Katholiek Onderwijs Vlaanderen verenigt katholieke scholen, centra, internaten, hogescholen en een universiteit. We zijn een grote netwerkvereniging: meer dan 1 op de 7 Vlamingen leert of werkt immers in het katholiek onderwijs. In deze rubriek willen we dat netwerk in beeld brengen. We interviewen het komende jaar elke maand een lid van onze organisatie om te weten te komen wat haar/hem drijft en wat Katholiek Onderwijs Vlaanderen voor haar/hem betekent.
Deze maand laten we Jan Coorevits aan het woord. Hij werkt al 34 jaar in het Heilig Hart-college in Waregem, waarvan de laatste 26 jaar als internaatsbeheerder. Hij staat samen met het opvoedersteam in voor 120 internen en fungeert als contactpersoon tussen de schooldirectie en de opvoeders.

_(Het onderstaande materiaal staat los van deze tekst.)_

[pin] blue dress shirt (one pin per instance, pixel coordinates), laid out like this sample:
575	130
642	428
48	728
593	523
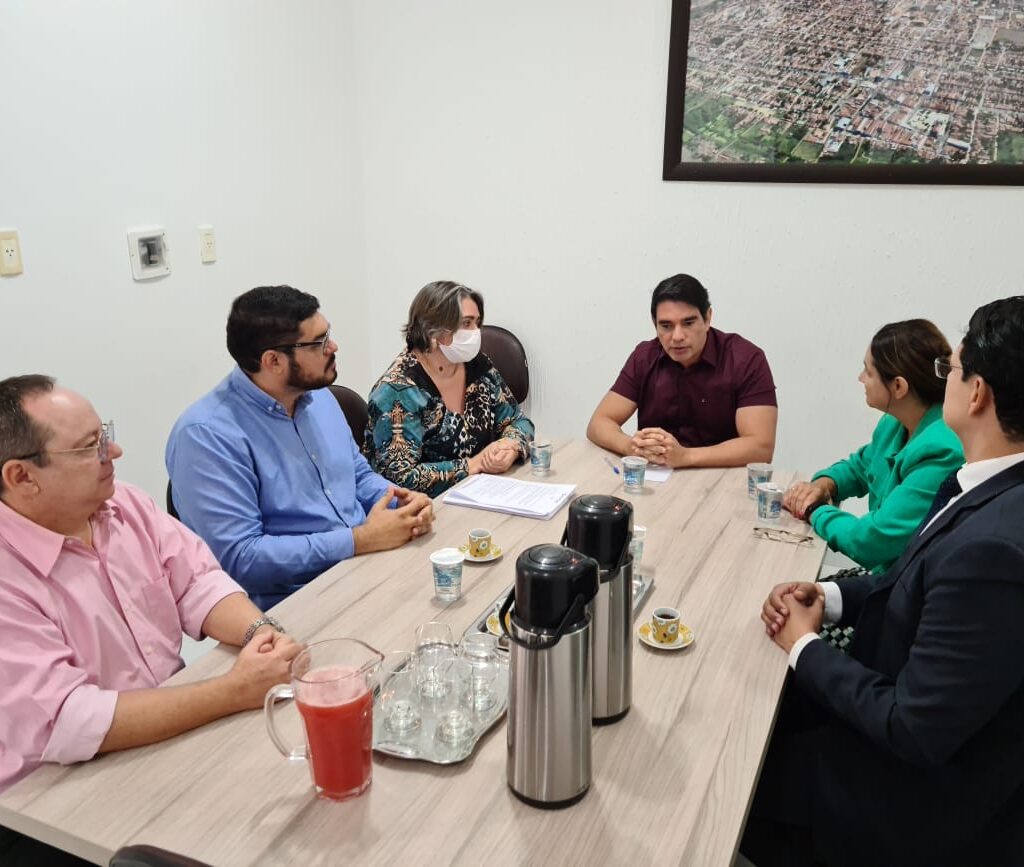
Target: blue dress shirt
275	496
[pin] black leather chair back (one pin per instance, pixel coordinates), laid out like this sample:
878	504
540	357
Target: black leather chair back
354	407
504	348
170	503
151	856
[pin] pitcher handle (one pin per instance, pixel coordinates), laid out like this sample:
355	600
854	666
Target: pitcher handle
299	753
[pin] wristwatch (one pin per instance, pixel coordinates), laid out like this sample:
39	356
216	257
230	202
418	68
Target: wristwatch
810	510
265	620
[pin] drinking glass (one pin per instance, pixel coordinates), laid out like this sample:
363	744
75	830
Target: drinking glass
455	723
479	651
399	703
434	650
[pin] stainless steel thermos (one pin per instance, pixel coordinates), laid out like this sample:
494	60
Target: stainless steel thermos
549	718
600	527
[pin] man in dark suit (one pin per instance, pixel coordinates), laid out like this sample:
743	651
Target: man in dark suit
910	749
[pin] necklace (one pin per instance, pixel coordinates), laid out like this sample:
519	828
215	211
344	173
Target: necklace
442	371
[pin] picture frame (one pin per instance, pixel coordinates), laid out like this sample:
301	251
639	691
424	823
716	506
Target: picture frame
842	91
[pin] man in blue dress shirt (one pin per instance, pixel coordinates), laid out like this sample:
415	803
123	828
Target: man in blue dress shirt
264	467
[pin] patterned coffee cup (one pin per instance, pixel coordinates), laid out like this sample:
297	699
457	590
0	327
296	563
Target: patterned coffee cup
665	624
479	543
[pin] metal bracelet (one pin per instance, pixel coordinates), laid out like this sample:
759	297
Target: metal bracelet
262	621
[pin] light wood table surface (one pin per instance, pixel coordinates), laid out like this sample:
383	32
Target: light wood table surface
671	782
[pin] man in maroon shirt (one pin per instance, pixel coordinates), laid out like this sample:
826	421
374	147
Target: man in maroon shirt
704	397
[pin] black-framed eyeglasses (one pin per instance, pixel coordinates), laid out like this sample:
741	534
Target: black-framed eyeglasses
322	342
943	367
101	447
775	534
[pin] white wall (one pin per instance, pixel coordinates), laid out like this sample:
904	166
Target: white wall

Wat mij voornamelijk drijft is dat ik met jonge mensen bezig kan zijn. Ik durf niet altijd zeggen dat ik de leerlingen opvoed, maar ik weet wel dat ik hen iets kan bijbrengen. Samen met het team opvoeders wil ik de jongvolwassenen die ze worden, heel wat meegeven. Dat doe ik niet alleen met de opvoeders, maar ook samen met de ouders. Ik vind het heel belangrijk ouders bij dat proces te betrekken en als vertrouwenspersoon op te treden.
Een andere drijfveer is dat ik heel graag mensen help, dat ik graag mensen op weg help. Dat kan verschillende vormen aannemen, gaande van een project ondersteunen tot iets concreets realiseren, zoals het helpen bouwen van een podium. Die dingen zorgen ervoor dat ik mijn job met veel liefde wil doen en blijf doen. Sommige mensen vragen me hoe ik het kan volhouden, maar waarom zou je dat niet volhouden? Je krijgt zo veel terug, ook al kun je dat niet meten natuurlijk. Maar ik voel wel het respect dat ik terugkrijg. Gezag hebben is iets dat je van de leerlingen krijgt, je kunt het niet afdwingen door te roepen en te brullen. Ook de collega’s, de jonge opvoeders die je ruggensteun kunt geven en op weg kunt helpen, maken het werk boeiend. Als team hebben we hebben veel aan elkaar.
In de loop der jaren hebben we veel samengewerkt met Dienst Internaten, nu team internaten, binnen Katholiek Onderwijs Vlaanderen. Die samenwerking is een hele sterke troef voor internaten! Ook al zijn we een kleine wereld, toch hebben we het gevoel dat er een team is dat elkaar steunt. Ik zetel al een aantal jaar in de beheerderscommissie (vergadering van internaatbeheerders) en merk dat we een netwerk hebben ontwikkeld. Dat betekent Katholiek Onderwijs Vlaanderen voor mij: het is een grote organisatie, waarbinnen voor de internaten als kleine groep een plek is en waar we onze krachten kunnen bundelen.
Ik vind het vooral belangrijk dezelfde weg verder in te gaan en de mensen echt samen te brengen. In de loop der jaren hebben wij er als beheerders zelf ook werk van gemaakt om mensen uit de regio’s samen te brengen en nu zijn we als het ware een vriendengroep. De leden kennen elkaar, we beschouwen elkaar niet als concurrenten maar als collega’s die veel van elkaar kunnen leren en uitwisselen. Zo kunnen we samen verder bouwen aan Katholiek Onderwijs Vlaanderen. Met die verbondenheid moeten we dan ook naar buiten komen.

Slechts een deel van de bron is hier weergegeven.